Egress Recording

Egress recording captures which external domains your workspace tools contact at runtime. Rather than manually researching domain lists for each tool, you run one interactive session and cc-deck logs everything.

When to Use Recording Mode

Use build record when:

  • Setting up cc-deck for a new project with unknown network dependencies

  • Adding a new tool or language runtime to an existing workspace

  • Debugging network policy issues where you need to see exactly which domains a workflow contacts

  • Checking whether your configured policy covers all required endpoints

Prerequisites

Build the workspace image before recording. The recording session runs the same image that build run produces.

cc-deck build run --target openshell

Podman must be installed and available in your PATH.

Running a Recording Session

Start the recording session from your project directory:

cc-deck build record

This creates a Podman pod with two containers sharing a network namespace:

  1. Your built workspace image, with full internet access

  2. A CoreDNS sidecar that writes every DNS query to a log file

You are attached interactively to the workspace container. Work normally: install dependencies, run builds, use Claude Code, test your tools.

Exit when done with Ctrl+D or exit.

Understanding the Output

After you exit, cc-deck processes the DNS log and prints a summary:

  • Total DNS queries: raw count of all captured queries

  • Filtered as noise: infrastructure queries removed (Podman internals, mDNS, reverse DNS)
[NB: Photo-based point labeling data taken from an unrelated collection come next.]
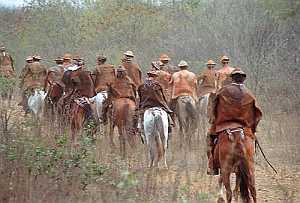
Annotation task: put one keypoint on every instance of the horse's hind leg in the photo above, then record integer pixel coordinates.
(220, 195)
(236, 191)
(122, 145)
(226, 182)
(252, 187)
(110, 129)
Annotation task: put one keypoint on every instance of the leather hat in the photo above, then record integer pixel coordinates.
(164, 57)
(152, 73)
(37, 57)
(29, 58)
(238, 71)
(183, 63)
(129, 53)
(224, 58)
(67, 57)
(210, 62)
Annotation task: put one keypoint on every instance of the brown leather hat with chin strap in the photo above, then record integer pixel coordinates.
(210, 62)
(224, 58)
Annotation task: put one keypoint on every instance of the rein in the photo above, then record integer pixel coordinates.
(241, 130)
(262, 152)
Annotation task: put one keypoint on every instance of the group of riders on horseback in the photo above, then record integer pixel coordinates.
(231, 107)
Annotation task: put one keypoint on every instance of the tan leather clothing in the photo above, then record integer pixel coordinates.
(151, 95)
(208, 83)
(224, 76)
(133, 71)
(164, 79)
(235, 106)
(184, 83)
(168, 68)
(123, 88)
(105, 74)
(6, 66)
(34, 75)
(55, 74)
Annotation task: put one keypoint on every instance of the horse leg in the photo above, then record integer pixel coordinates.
(226, 182)
(220, 194)
(182, 137)
(122, 143)
(110, 127)
(252, 184)
(236, 191)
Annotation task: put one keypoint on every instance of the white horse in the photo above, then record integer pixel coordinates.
(36, 103)
(97, 104)
(156, 134)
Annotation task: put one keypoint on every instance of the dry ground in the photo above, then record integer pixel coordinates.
(186, 179)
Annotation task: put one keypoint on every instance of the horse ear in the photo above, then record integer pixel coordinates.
(91, 100)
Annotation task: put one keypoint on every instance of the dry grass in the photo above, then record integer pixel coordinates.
(130, 180)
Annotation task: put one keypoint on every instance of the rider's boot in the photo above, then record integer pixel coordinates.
(211, 169)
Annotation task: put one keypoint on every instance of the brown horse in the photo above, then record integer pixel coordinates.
(54, 93)
(122, 117)
(80, 108)
(234, 153)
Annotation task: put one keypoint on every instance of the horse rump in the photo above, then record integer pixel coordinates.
(244, 174)
(155, 124)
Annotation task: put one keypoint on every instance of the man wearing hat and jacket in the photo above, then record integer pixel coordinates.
(34, 74)
(105, 74)
(233, 108)
(133, 69)
(122, 87)
(55, 73)
(207, 79)
(33, 77)
(7, 69)
(151, 95)
(224, 73)
(164, 64)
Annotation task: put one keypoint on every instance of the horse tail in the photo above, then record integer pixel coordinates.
(157, 132)
(244, 172)
(192, 113)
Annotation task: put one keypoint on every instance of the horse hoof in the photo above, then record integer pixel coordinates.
(221, 200)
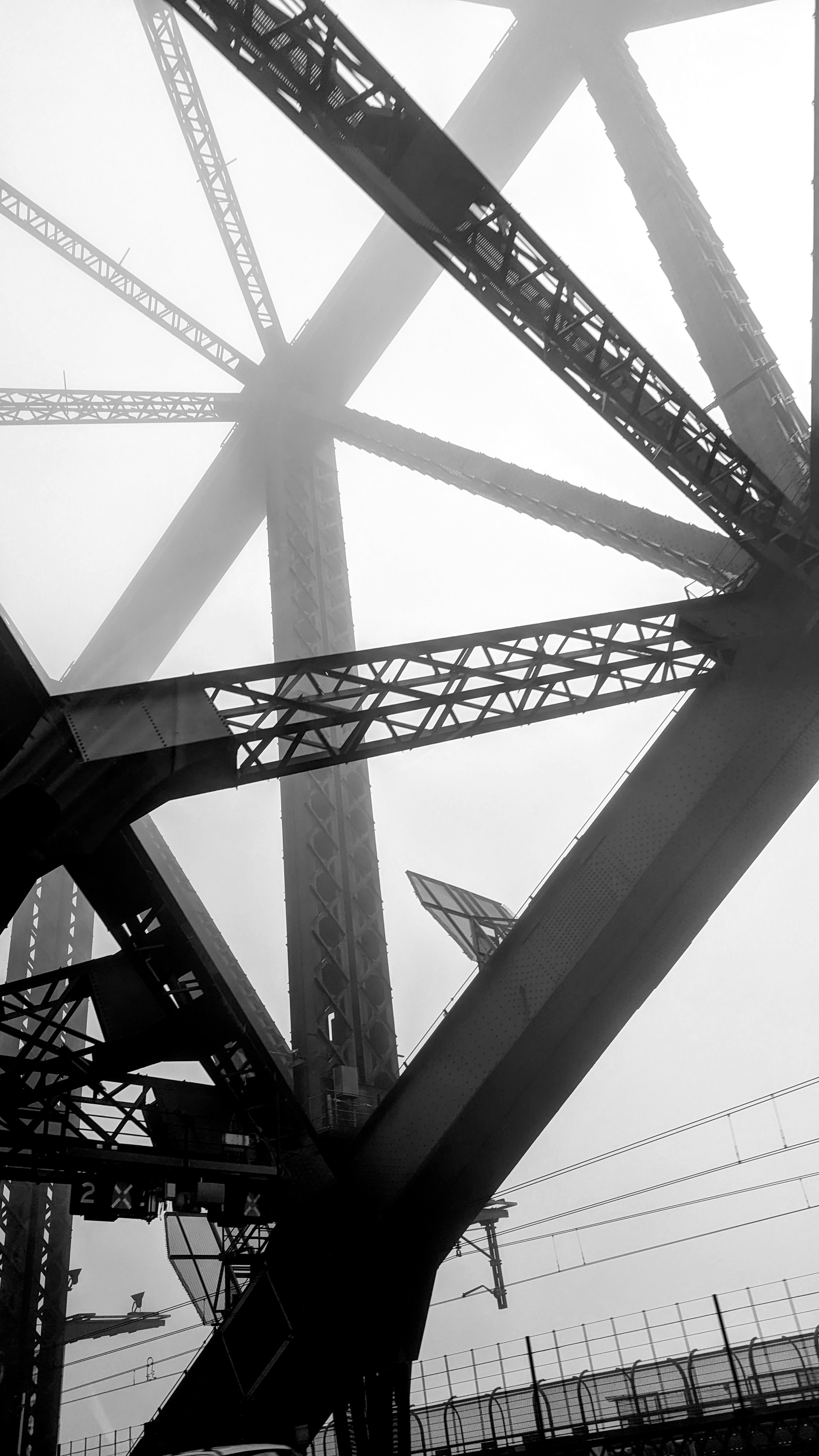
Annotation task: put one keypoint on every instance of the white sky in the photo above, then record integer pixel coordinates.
(88, 133)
  • Already covered: domains matched against existing catalog components or allowed_domains

  • New domains added: previously unknown domains, now appended to build.yaml

Domains that match catalog components (for example, pypi.org matching the python component) appear as "already covered" because the catalog handles them. Only domains not covered elsewhere are added to network.allowed_domains.

After Recording

Regenerate the policy to pick up the newly discovered domains:

cc-deck build refresh

This assembles the updated openshell/policy.yaml with network policies for the recorded domains (port 443 for each).

You can verify the result by inspecting the generated policy:

cat .cc-deck/setup/openshell/policy.yaml

Multiple Recording Sessions

Each session appends only new domains to allowed_domains. Domains already present from prior sessions or manual additions are not duplicated. Run as many sessions as needed to build a complete domain list.

Noise Filtering

The following patterns are automatically filtered from the output:

  • Domains ending in .local, .internal, .podman, or .localhost

  • The literal domain localhost

  • Reverse DNS lookups (.in-addr.arpa, .ip6.arpa)

  • AAAA-only queries with no corresponding A record for the same domain

The filter is conservative: legitimate egress domains are preserved while container infrastructure noise is removed.

Domains ending in .internal are filtered. If your organization uses .internal as a real TLD for internal services, those domains will not appear in the output. Add them manually to network.allowed_domains in build.yaml.